Latency issue

Hi everyone,

I'm an IT student, and i work for a company. My internship is to develop a solution to log, analyze and visualize the event logs.

I do not have many financial resources for this project. So I set up a POC on 3 servers of the ELK stack .

The hardware configurations of my servers are as follows:

  • 2 CPU, Intel(R) Xeon 2,27GHz (4 cores)
  • 24 Go RAM
  • 1,5 To SAS disk

Each server has this configuration.

My ELK stack is composed of Redis, Logstash, ElasticSearch and Kibana.

Here is my architecture:

Logstash heap size is 1G
Elasticsearch Client heap size is 6G
Elasticsearch Master heap size is 2G
Elasticsearch Data heap size is 4G

I have 5 shard, 1 replica.

Today I get the logs of a dozen servers. In 4 months I have 3 billion ( 2,05To ) documents in my cluster.

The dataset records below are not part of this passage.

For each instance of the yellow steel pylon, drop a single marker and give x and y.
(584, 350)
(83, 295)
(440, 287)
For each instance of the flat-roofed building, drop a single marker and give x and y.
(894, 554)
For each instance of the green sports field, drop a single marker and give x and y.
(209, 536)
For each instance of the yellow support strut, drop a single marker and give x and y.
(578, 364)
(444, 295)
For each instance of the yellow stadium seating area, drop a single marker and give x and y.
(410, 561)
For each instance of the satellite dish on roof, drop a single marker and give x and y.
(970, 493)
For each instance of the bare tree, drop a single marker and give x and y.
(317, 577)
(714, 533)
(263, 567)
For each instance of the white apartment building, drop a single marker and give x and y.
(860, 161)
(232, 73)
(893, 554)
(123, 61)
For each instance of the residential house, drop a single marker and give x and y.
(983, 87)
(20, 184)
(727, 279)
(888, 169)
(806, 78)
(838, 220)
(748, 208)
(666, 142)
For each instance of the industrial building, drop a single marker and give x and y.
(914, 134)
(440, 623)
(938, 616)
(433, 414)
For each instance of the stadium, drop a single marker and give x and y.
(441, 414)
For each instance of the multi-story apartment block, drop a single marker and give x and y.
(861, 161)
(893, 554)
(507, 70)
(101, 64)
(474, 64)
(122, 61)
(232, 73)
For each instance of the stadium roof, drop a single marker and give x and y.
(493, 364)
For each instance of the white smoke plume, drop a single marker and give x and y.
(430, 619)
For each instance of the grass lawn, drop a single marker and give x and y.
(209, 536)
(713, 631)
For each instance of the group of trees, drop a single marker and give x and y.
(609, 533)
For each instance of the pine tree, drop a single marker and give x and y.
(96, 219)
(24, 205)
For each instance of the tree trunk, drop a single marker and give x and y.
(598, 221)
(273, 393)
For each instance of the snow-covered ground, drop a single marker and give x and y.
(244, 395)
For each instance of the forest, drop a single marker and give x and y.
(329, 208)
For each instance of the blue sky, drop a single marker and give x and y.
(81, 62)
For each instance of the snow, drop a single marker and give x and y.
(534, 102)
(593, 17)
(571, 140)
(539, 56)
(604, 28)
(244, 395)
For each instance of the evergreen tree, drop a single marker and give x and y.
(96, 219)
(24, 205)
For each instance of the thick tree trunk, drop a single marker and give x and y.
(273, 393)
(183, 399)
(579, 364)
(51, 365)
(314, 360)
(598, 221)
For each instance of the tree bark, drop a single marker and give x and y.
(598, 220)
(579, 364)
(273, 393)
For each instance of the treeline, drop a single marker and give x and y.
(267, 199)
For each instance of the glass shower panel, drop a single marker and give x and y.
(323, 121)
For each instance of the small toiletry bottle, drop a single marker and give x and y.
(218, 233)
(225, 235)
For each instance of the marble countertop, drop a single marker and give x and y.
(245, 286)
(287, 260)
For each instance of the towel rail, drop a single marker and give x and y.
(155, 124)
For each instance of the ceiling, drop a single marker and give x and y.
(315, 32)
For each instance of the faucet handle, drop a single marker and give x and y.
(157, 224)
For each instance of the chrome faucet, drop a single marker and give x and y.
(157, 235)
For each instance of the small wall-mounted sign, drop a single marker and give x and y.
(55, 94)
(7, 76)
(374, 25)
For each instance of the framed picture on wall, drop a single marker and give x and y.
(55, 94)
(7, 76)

I plan to retrieve the logs to hundred servers.

In recent days I have observed a slowdown of performance in my cluster. Kibana crash often, the informations takes a long time to appear, etc.

I wanted to know how I can tell if the data load is too large for my cluster.

What tests should I perform ?

thanks for the help :grinning: